The city has seen five straight days of demonstrations—with a major action planned for April 25—from residents demanding not only answers, but indictments. Many protestors have expressed frustration with what feels to them like the glacial pace of information being released by the city about what happened to Gray; but as Baltimore City Police Commissioner Anthony Batts said at his own press conference about two hours after the mayor’s press conference, doing otherwise could compromise the very quest for accountability the community is seeking.
“What you see us tap dancing on and balancing here is that if someone harmed Freddie Gray, we’re going to have to prosecute. And so giving too much information out to you on the front here now may jeopardize that prosecution. So we’re trying to be as open and transparent as possible, but if somebody harmed him, they have to be held accountable, and we don’t want to give all the information that we have.”
The commissioner did give a number of updates of what he said the Baltimore Police Department’s investigation had uncovered so far. Gray was not secured with a seat-belt in the transportation wagon that was transporting him from the scene of the arrest to the Western District police station, “as he should have been,” said Batts.
“No excuses for that, period,” said the commissioner.
Batts also said that officers failed to provide Gray with medical attention “in a timely manner, multiple times.”
Later on in the press conference, Baltimore Police Deputy Commissioner Kevin Davis, after describing the foot chase that ended in Gray’s apprehension on the 1700 block of Presbury St., said, “And quite frankly, that’s exactly where Freddie Gray should’ve received medical attention.”

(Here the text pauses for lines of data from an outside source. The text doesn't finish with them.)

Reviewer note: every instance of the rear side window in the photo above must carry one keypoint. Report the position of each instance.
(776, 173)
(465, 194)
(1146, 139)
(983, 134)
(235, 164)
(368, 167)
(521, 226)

According to Batts, five of the six suspended officers have given statements, while one has continued to invoke his or her “rights.” Because of the nature of the investigation, officers are protected both by their Fifth Amendment rights under the U.S. Constitution against self-incrimination, as well as their rights under Maryland’s law enforcement officer’s bill of rights, which gives police officers 10 business days to attain legal counsel before they can be questioned in an administrative (internal) investigation. It was not clear which set of rights the officer was invoking.